High-Level OAuth Single Logout Flow

  1. A logout request is received at the OP logout endpoint, that must include the id_token_hint parameter.

  2. DXA extracts the sid and identifies all tokens in the session.

  3. DXA determines:

    • which clients must be logged out,

    • which require consent.

  4. If necessary, the user is shown a consent screen.

  5. DXA sends:

    • Front-channel logout notifications,

    • Back-channel logout notifications.

  6. DXA invalidates access/refresh tokens locally.

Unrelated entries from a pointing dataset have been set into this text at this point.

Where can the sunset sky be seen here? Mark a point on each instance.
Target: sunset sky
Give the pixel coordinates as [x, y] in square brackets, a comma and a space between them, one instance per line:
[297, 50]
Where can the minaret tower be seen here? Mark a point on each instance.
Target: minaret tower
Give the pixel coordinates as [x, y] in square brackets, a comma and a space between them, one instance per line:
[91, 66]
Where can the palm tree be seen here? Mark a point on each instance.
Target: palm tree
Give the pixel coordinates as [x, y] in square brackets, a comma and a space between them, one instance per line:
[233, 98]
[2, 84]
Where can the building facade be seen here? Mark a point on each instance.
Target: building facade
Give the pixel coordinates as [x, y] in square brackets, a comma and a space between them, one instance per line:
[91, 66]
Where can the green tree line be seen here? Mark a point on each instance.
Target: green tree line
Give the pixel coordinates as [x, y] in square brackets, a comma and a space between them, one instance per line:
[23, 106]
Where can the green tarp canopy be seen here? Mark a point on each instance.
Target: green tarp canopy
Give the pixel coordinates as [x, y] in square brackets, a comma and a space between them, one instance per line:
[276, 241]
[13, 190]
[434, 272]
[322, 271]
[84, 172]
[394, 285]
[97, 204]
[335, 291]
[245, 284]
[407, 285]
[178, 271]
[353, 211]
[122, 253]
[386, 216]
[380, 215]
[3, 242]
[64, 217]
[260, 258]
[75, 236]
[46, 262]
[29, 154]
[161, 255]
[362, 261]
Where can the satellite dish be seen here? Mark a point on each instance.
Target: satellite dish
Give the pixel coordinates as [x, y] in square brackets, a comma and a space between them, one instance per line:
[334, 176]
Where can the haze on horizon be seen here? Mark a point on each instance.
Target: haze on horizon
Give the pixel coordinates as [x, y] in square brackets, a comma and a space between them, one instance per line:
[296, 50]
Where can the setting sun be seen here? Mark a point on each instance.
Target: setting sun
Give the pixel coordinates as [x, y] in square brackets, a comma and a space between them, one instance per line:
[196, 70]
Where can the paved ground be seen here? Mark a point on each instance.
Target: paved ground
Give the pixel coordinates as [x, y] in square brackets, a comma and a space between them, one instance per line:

  7. DXA optionally invalidates the DXA session itself.

  8. User is redirected to the post-logout page.

Configuring OAuth Single Logout

To enable OAuth Single Logout:

  1. Navigate to: Configuration → Federation → OAuth → Server endpoints → <your OAuth server>.

  2. Create a new Protected endpoint: Protected endpoint type: Logout.

  3. Assign a Single Logout configuration to this endpoint. The configuration of single logout is described in the section Single Logout.

OAuth Single Logout Behavior Overview

  • Logout is session-based. Only tokens issued using the same DXA session (same sid) participate in logout.

  • RP-Initiated Logout can only be triggered using an OpenID token, the id_token_hint parameter is mandatory.

  • DXA includes the sid claim in OpenID tokens. This value identifies the session and is used in logout notifications. All the tokens issued in the same session share the same sid.

  • Clients request logout notifications by registering:

    • backchannel_logout_uri

    • frontchannel_logout_uri

    • If both are registered, both mechanisms are used.

  • Access and refresh tokens are also invalidated on the OP, but no notifications are sent for them (no standard exists).

  • If a client belongs to Consent SLO peers, the user is prompted to choose which tokens from this client should be logged out.

For the policies regarding token invalidation and logout notifications, the system does not differentiate between client initiating the logout and other clients in the session. All clients are treated equally. Meaning if the client initiating the logout belongs to Consent SLO peers, the user will be prompted for consent for logging out this client’s tokens as well.